When she fell back to the bed, bouncing Banshee aside, she bit through feathers and bone. In two bites and swallows, the dove was gone, beak and feet and all.
She puffed feathers out of her mouth in a cloud and straddled Banshee like a bronc-buster.
‘Try and throw me, howling man,’ she said.
‘Howdy, girls and boys,’ said Jedburgh, waving his straw-mesh Stetson for attention. The director was Shop through and through. A large, untidy Texan, he was warm but looked as if he could take down a two-thousand-year-old hopping Chinese elder with his bare hands.
‘I reckon most of you have figured somethin’ out about the Program. We let you do your little jobs and we take care of the big picture, but you’re all smart folks. The Shop don’t take any other kind.’
This briefing was for the instructors. Penelope, still woozy from Banshee’s blood, sat next to Captain Gardner, who was sternly disappointed in her. Did he expect she’d become a nun for the USA? She was Code Name: Trampire, after all. Dr Beecher was there, along with Revok of Psi Division and Rainbird of Infiltration and Liquidation. Several unfamiliar men and women, vampire and warm, were also present. They must be with the other group. Up front with Jedburgh was a walking corpse.
‘This here’s Caleb Croft. A Brit, but don’t hold it against him. He’s one of the best buddies the Shop has. He’s been ridin’ herd on Carpathia Group.’
She had heard of Croft from Charles and poor dear Katie. He didn’t look much of a threat, but Penny understood he signed a dozen death warrants before every meal. He never bled without killing.
‘Y’all heard of Star Wars, I guess,’ said Jedburgh. ‘Not the kiddie movie, the Strategic Defense Initiative. The High Frontier. Lord God knows how many billions the Prez has flushed down that latrine. Big bucks, but so far no Buck Rogers. Ronnie loves rockets. Spooks the shit out of the Soviets. They’re spendin’ themselves silly to keep up. One of the few advantages of a space weapons system that don’t work is that there ain’t no limit to the mazooma your mortal foe has to waste tryin’ to duplicate it. But it still ain’t gettin’ the Job done. You know the Job: the eradication of the mental disorder known as Soviet Communism. The Kremlin gremlins have had it their own way in Eastern Europe since the Big One. They take it slow and steady, invadin’ somewhere every twelve years or so. We’re all set to toe-to-toe the bastards over Poland, and they sneak into Afghanistan instead. So, while they’re looking East, we shit in their front yard. The game plan is to turn the Transylvania Movement from a talkshow joke into a real alternative for the Warsaw Pact satellites. Heard about the domino theory? Well, this time, we’re knockin’ and they’re fallin’. They’re all shakin’ like Elvis with a burger jones. CzechoSlovakia, Poland, Yugo-Slavia and, our mostest bestest special favourite, Nicolae Ceauşescu’s Romania. Graduates of this Program will take out the puppet apparatchiks and restore the, ah, rightful rulers. Can you dig it? We’re puttin’ the Counts in the castles and the Barons in the back of the blood bank.’
‘Sir,’ said Gardner, ‘isn’t that dangerous? Many elders have bad human rights records. Mightn’t they prove worse in the long run than the Reds?’

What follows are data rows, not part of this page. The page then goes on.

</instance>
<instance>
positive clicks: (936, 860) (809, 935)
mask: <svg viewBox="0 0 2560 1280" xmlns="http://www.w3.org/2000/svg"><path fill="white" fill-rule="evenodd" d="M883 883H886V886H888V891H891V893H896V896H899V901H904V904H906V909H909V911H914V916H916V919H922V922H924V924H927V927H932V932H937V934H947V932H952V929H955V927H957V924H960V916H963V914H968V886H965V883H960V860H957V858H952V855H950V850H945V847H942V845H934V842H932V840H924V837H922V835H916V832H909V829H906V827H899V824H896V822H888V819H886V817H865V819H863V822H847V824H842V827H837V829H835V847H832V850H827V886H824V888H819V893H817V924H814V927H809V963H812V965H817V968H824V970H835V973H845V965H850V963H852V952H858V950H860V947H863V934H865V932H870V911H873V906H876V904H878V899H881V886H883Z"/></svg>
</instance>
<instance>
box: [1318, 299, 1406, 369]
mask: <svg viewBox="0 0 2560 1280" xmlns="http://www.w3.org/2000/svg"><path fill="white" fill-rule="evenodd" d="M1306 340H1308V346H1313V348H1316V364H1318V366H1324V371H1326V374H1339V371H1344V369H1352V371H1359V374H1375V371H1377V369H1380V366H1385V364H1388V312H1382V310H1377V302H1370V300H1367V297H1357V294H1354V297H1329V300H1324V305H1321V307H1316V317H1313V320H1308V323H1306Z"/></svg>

Jedburgh waved his hat and grinned.
‘We thought of that, Captain. You’re right. Most of ’em ain’t just bloodsuckers, they’re scumsuckers. Each and every one out for their own damned self. As soon as we set ’em up, they’ll give us the finger. Your vampire elder is no friend of democracy and liberty. No offence, Caleb - I know you’re with the Program, all the way to Memphis. That’s why we’ve been mixin’ our own bloodline, soldier. That’s why FDR had you made way back when. We’re trainin’ up Carpathia Group to be good, but we have to train America Group to be better. Tragically, however, it would be a morale disaster if Carpathia got its ass kicked in the exercise, so y’all are goin’ to have our bright boys and girls lose tomorrow night. They ain’t gonna like it but that’s the way it is. Anyone who wants to kick up a fuss will just have to cry themselves to sleep.’
Penny knew one pledge who was going to hate this policy decision.